What the great X exodus means for your digital strategy
And why the decision about where to show up is harder than it looks…
Something has shifted in how organisations think about social media. It is no longer simply a question of where your audience is, it is a question of what being on a platform says about you, and whether the answer to that question is one you are comfortable with.
Over the past 18 months, a steady stream of organisations have been stepping away from X, (formerly Twitter).
Charities, unions, and public sector bodies and many mission-led organisations have each made the same calculation and arrived at the same conclusion: staying had begun to feel like a statement in itself.
What has been happening on X
Timeline of X controversies.
Bluesky grew from 10 million users in September 2024 to over 40 million by November 2025, driven by distinct spikes around the US election, Brazil's temporary X ban, and the Grok controversy.
Threads reached 320 million registered users by January 2025.
The picture is not entirely one-directional.
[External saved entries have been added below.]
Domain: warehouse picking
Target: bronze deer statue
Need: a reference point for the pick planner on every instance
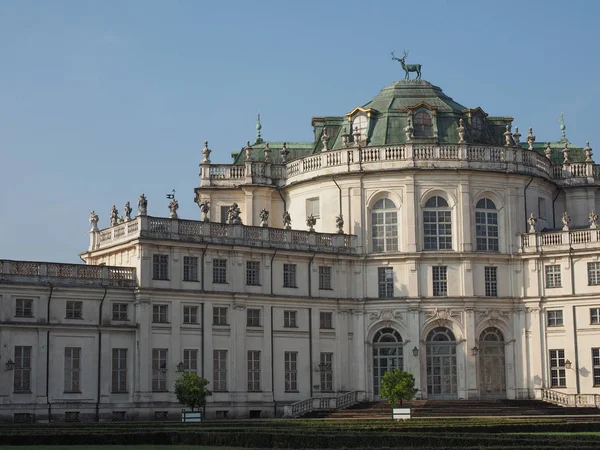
(408, 67)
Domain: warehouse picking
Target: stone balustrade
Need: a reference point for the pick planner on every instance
(70, 274)
(220, 233)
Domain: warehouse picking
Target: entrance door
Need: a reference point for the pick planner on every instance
(387, 354)
(441, 364)
(492, 380)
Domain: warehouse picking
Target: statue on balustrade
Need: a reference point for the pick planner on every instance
(142, 205)
(93, 221)
(114, 216)
(233, 215)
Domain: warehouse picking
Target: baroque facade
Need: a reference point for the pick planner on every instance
(436, 240)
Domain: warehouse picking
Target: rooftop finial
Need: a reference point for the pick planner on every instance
(258, 128)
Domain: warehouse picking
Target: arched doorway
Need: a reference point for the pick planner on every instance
(441, 364)
(387, 354)
(492, 378)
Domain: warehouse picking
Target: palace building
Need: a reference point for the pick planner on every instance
(412, 232)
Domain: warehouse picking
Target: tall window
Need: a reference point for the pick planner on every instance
(291, 371)
(558, 377)
(385, 277)
(72, 369)
(326, 370)
(289, 275)
(324, 277)
(22, 371)
(190, 268)
(491, 281)
(594, 273)
(553, 276)
(24, 307)
(253, 273)
(596, 365)
(220, 370)
(160, 267)
(423, 124)
(437, 224)
(440, 281)
(159, 369)
(253, 370)
(119, 370)
(219, 271)
(486, 226)
(190, 360)
(384, 226)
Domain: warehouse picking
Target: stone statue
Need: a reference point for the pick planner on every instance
(205, 209)
(127, 211)
(566, 219)
(287, 220)
(532, 221)
(593, 220)
(173, 207)
(311, 221)
(264, 217)
(114, 216)
(93, 221)
(408, 67)
(142, 205)
(233, 215)
(339, 224)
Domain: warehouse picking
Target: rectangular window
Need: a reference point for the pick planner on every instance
(219, 370)
(24, 307)
(289, 319)
(253, 370)
(326, 370)
(291, 371)
(159, 369)
(219, 315)
(190, 314)
(553, 276)
(219, 271)
(289, 275)
(22, 371)
(594, 274)
(324, 277)
(74, 310)
(440, 281)
(190, 360)
(385, 276)
(253, 273)
(190, 268)
(72, 369)
(596, 366)
(312, 207)
(558, 377)
(491, 282)
(119, 311)
(253, 317)
(325, 320)
(160, 267)
(555, 318)
(119, 370)
(595, 316)
(160, 313)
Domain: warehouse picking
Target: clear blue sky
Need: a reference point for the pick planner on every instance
(103, 100)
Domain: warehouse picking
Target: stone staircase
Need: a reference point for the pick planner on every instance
(458, 408)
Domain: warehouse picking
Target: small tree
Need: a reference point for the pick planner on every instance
(396, 386)
(191, 391)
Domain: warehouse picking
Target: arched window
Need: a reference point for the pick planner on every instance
(384, 226)
(423, 125)
(486, 226)
(437, 225)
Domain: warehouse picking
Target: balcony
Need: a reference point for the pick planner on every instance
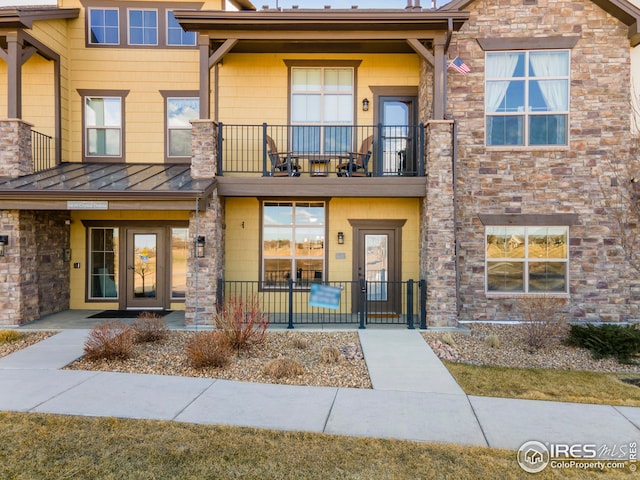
(321, 151)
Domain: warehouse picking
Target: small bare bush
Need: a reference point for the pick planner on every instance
(7, 336)
(110, 340)
(543, 320)
(282, 368)
(492, 341)
(149, 327)
(209, 349)
(300, 343)
(447, 339)
(242, 322)
(330, 355)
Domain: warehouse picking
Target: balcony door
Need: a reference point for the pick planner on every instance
(398, 117)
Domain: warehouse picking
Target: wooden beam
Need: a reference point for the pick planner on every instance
(421, 50)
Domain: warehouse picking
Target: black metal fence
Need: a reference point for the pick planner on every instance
(319, 150)
(42, 151)
(361, 303)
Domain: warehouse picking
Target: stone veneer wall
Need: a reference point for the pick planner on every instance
(203, 273)
(547, 181)
(15, 148)
(34, 278)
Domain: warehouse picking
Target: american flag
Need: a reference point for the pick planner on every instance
(459, 66)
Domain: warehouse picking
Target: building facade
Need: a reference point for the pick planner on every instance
(171, 155)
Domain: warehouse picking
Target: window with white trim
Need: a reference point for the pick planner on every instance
(143, 27)
(322, 109)
(104, 26)
(527, 98)
(521, 259)
(293, 243)
(180, 112)
(103, 263)
(103, 126)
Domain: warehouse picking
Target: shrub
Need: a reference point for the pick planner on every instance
(149, 327)
(619, 341)
(447, 338)
(492, 341)
(300, 343)
(242, 322)
(283, 367)
(7, 336)
(209, 349)
(110, 340)
(543, 319)
(330, 355)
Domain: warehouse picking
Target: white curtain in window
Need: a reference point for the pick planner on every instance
(551, 64)
(499, 66)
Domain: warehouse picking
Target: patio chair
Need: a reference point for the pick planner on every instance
(356, 164)
(283, 164)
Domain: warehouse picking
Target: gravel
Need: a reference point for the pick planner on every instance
(168, 358)
(473, 348)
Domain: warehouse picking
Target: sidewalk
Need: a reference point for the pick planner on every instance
(413, 398)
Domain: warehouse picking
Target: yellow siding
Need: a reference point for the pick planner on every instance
(254, 88)
(243, 244)
(79, 249)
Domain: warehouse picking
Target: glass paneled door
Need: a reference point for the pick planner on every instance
(398, 119)
(145, 268)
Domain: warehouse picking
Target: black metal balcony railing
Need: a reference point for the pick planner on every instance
(405, 305)
(320, 150)
(42, 151)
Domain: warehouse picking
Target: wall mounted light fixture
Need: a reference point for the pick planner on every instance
(4, 241)
(200, 246)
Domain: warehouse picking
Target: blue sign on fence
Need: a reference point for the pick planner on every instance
(324, 296)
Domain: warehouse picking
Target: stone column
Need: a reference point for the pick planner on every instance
(438, 253)
(16, 158)
(203, 273)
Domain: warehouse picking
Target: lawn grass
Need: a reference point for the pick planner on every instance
(38, 446)
(539, 384)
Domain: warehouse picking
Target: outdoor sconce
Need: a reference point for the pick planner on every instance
(200, 247)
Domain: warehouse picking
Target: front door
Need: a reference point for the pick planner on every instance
(145, 268)
(399, 135)
(377, 263)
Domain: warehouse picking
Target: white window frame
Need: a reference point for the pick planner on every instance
(293, 257)
(89, 25)
(526, 261)
(144, 28)
(527, 114)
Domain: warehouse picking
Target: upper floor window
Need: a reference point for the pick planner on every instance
(527, 98)
(175, 34)
(322, 109)
(521, 259)
(104, 26)
(180, 112)
(103, 124)
(143, 27)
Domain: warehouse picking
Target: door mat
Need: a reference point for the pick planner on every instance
(128, 313)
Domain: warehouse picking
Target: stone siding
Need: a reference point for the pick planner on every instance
(15, 148)
(34, 278)
(553, 180)
(203, 273)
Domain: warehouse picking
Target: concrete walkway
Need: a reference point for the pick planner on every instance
(414, 398)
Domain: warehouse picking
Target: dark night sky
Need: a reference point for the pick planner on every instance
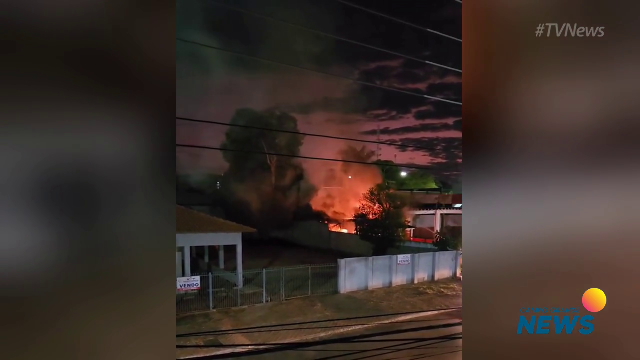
(211, 84)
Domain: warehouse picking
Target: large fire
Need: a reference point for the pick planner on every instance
(338, 227)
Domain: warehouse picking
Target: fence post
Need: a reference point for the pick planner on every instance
(238, 288)
(282, 283)
(309, 280)
(210, 291)
(264, 286)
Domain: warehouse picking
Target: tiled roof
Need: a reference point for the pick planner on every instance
(193, 222)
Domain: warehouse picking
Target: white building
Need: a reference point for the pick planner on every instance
(195, 229)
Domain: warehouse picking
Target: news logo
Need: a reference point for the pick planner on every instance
(563, 320)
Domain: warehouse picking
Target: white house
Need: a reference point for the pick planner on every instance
(431, 213)
(195, 229)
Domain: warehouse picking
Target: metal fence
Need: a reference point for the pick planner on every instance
(218, 291)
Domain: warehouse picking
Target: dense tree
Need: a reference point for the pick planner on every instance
(243, 165)
(380, 218)
(390, 171)
(352, 153)
(258, 177)
(417, 179)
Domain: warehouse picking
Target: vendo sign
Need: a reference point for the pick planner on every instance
(404, 259)
(189, 283)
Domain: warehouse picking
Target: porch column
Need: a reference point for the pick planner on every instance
(239, 263)
(186, 257)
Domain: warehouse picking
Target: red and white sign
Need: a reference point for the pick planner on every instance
(188, 283)
(404, 259)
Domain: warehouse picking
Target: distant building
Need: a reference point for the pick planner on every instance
(432, 213)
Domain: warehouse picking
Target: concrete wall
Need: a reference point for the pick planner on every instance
(367, 273)
(316, 235)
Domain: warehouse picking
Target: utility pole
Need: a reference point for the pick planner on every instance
(378, 144)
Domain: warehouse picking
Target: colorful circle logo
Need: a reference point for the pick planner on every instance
(594, 300)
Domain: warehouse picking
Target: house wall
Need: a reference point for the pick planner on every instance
(316, 235)
(374, 272)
X still reports 600 million monthly active users globally. For many organisations, particularly those with large, established followings, the practical case for an abrupt departure remains complicated.
When platform choice becomes a values statement
“Incompatible with our values”
The phrase that has appeared repeatedly across departure statements from organisations including Jisc, Care International UK, Solace and the RSPB. For mission-driven organisations especially, the tension is acute. If your purpose is to protect vulnerable people, to campaign for social justice, or to support marginalised communities, then remaining active on a platform with documented failures around safeguarding and hate speech moderation creates a contradiction that is difficult to resolve quietly.
Being on a platform is no longer a neutral choice. In 2026, it is a signal, and the question is whether you are intentional about what that signal communicates.
For B2B and professional services firms the calculus is different, but it exists. The environment you choose to operate in says something about the organisation you want to be perceived as.
The more difficult question: should you always align your platforms with your audience's values?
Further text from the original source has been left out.